You know a sport is tough when it makes you forget who you are. They don't come much tougher than cycling, and the Grand Tours – France, Spain and Italy – are the most testing of all. The Tour of Britain, which begins today, is not in that league – which must come as something of a relief to Dan Martin, who will ride in the tour and who is one of the sport's most promising riders. He completed his first Giro D'Italia this year. It is an experience he is unlikely to forget quickly.

"After the race, I was in a pretty bad way," he says. "The middle week of the race, we were cycling for 42 hours – 1000 miles in one week, over mountains, through the rain, in the middle of a three-week tour. It's epic.

"It took me three weeks afterwards just to start feeling normal again. I wasn't myself, psychologically, my character was different, I was over-tired. Towards the end of the race I couldn't even sleep properly any more. The doctor gave me sleeping pills but they weren't working because I was so tired. It was the first time I felt how extreme this sport is."

Martin is in Rochdale today for the start of the British tour. As a race, it is nothing like as testing as the Giro (there are only eight stages, culminating in eight laps around London's Docklands a week today), which perhaps explains why he is so keen to get cracking.

Another reason for his enthusiasm for the race is that, although he rides for Ireland (his mother is the elder sister of 1987 Tour de France winner Stephen Roche), he was born and bred in Birmingham. "It's always nice to race on roads where I grew up," he says. "The organisers this year have tried to make it a bit harder because last year there were a lot of sprint days.

"There are so many people who can win this race. It will be partly luck. If you get into a break, and you're the strongest, you can win the whole race just like that."

The 24-year-old is noted for his climbing ability but having won the Tour of Poland and the prestigious one-day Tre Valli Varesine this year and having finished fourth in Britain in 2008, he is still among the favourites. Martin suggests, however, that he might help one of his five Garmin-Transitions team-mates to win. "The boys have put a lot of work into me this year with the successes I've had so it might be a case of me paying them back."

His success hasn't come out of nowhere. Martin's season began in February and will end in the dying days of October. His lifestyle requires huge discipline. "After the last race of the season I have five to six weeks off," he says. "You have to just let your body recover, let the efforts of the season soak in." His professionalism is matched by Garmin, who have created their own energy drink for the riders. "We don't believe that the ones on the mass market fit our requirements as professional athletes," Martin says.
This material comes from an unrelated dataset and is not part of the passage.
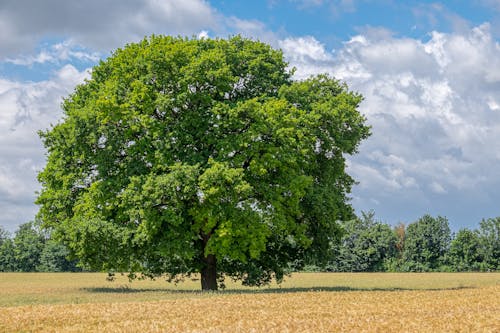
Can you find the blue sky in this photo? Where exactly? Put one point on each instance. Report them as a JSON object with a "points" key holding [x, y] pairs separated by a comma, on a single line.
{"points": [[429, 72]]}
Martin, whose father Neil was also a cyclist ("I think there's a photo somewhere of me at my first bike race when I was about two weeks old") is clearly intent on big things. Will next year see his first crack at the big one, the Tour de France?
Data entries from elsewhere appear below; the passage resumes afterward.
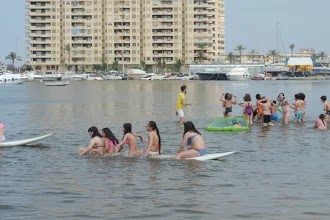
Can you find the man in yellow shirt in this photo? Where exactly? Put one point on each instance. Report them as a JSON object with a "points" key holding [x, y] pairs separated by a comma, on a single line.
{"points": [[180, 103]]}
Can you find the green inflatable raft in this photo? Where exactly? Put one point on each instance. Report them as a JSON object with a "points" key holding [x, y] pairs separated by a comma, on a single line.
{"points": [[235, 123]]}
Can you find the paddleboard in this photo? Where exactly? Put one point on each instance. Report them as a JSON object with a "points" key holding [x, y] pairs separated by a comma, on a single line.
{"points": [[200, 158], [24, 142]]}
"It will be difficult to get in the Garmin team," he says. "Hopefully we can talk about it over the winter and I'll aim for that Tour de France spot next year."
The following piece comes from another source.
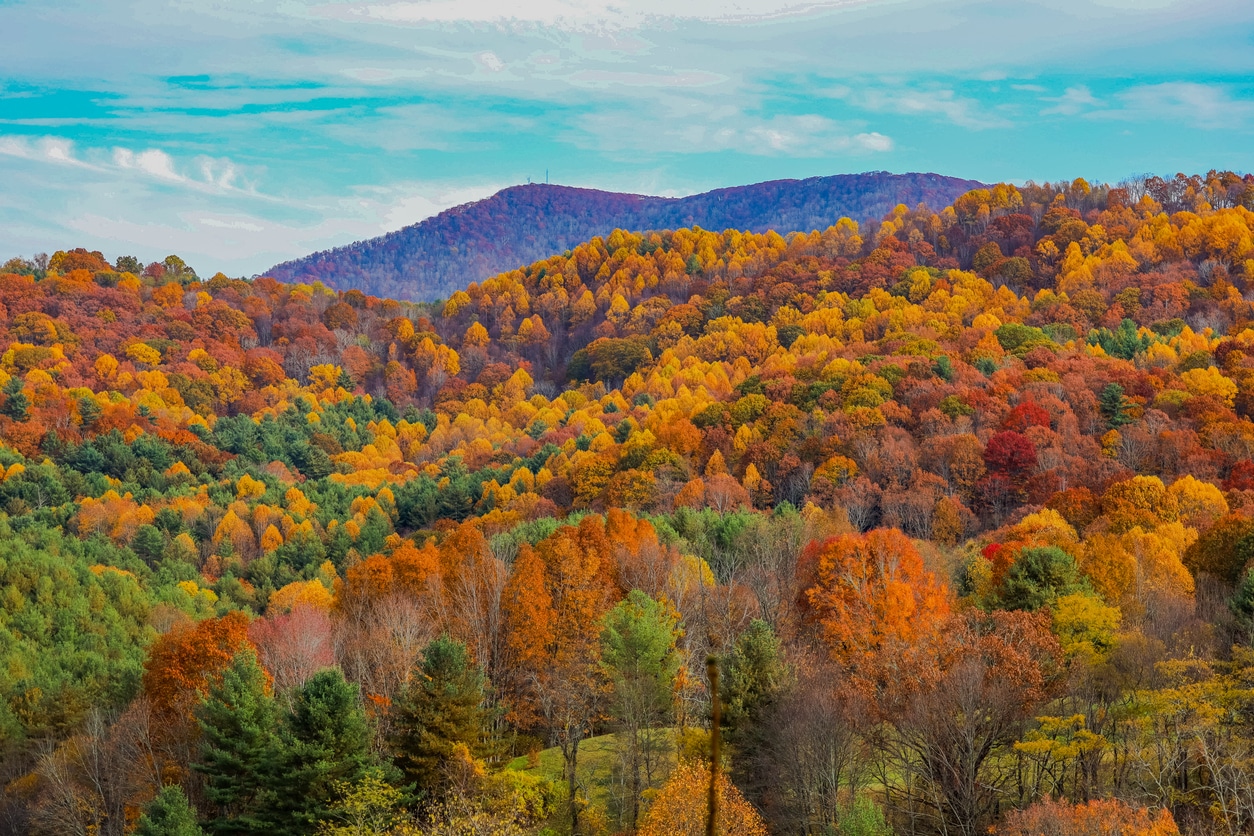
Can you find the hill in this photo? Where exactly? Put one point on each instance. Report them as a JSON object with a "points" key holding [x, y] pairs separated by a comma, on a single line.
{"points": [[526, 223], [986, 471]]}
* Mark Cavendish won a mass sprint finish for his second successive Spanish Vuelta stage victory yesterday, as Igor Anton of Spain kept the overall leader's red jersey. Cavendish won the 196-kilometre (121.8 miles) 13th leg of the Spanish classic in 4 hours, 50 minutes, 18 seconds. Thor Hushovd of Norway and Italian rival Daniele Bennati came next in the same time. Euskaltel Euskadi cyclist Anton maintained his 45-second overall advantage over Vincenzo Nibali of Italy.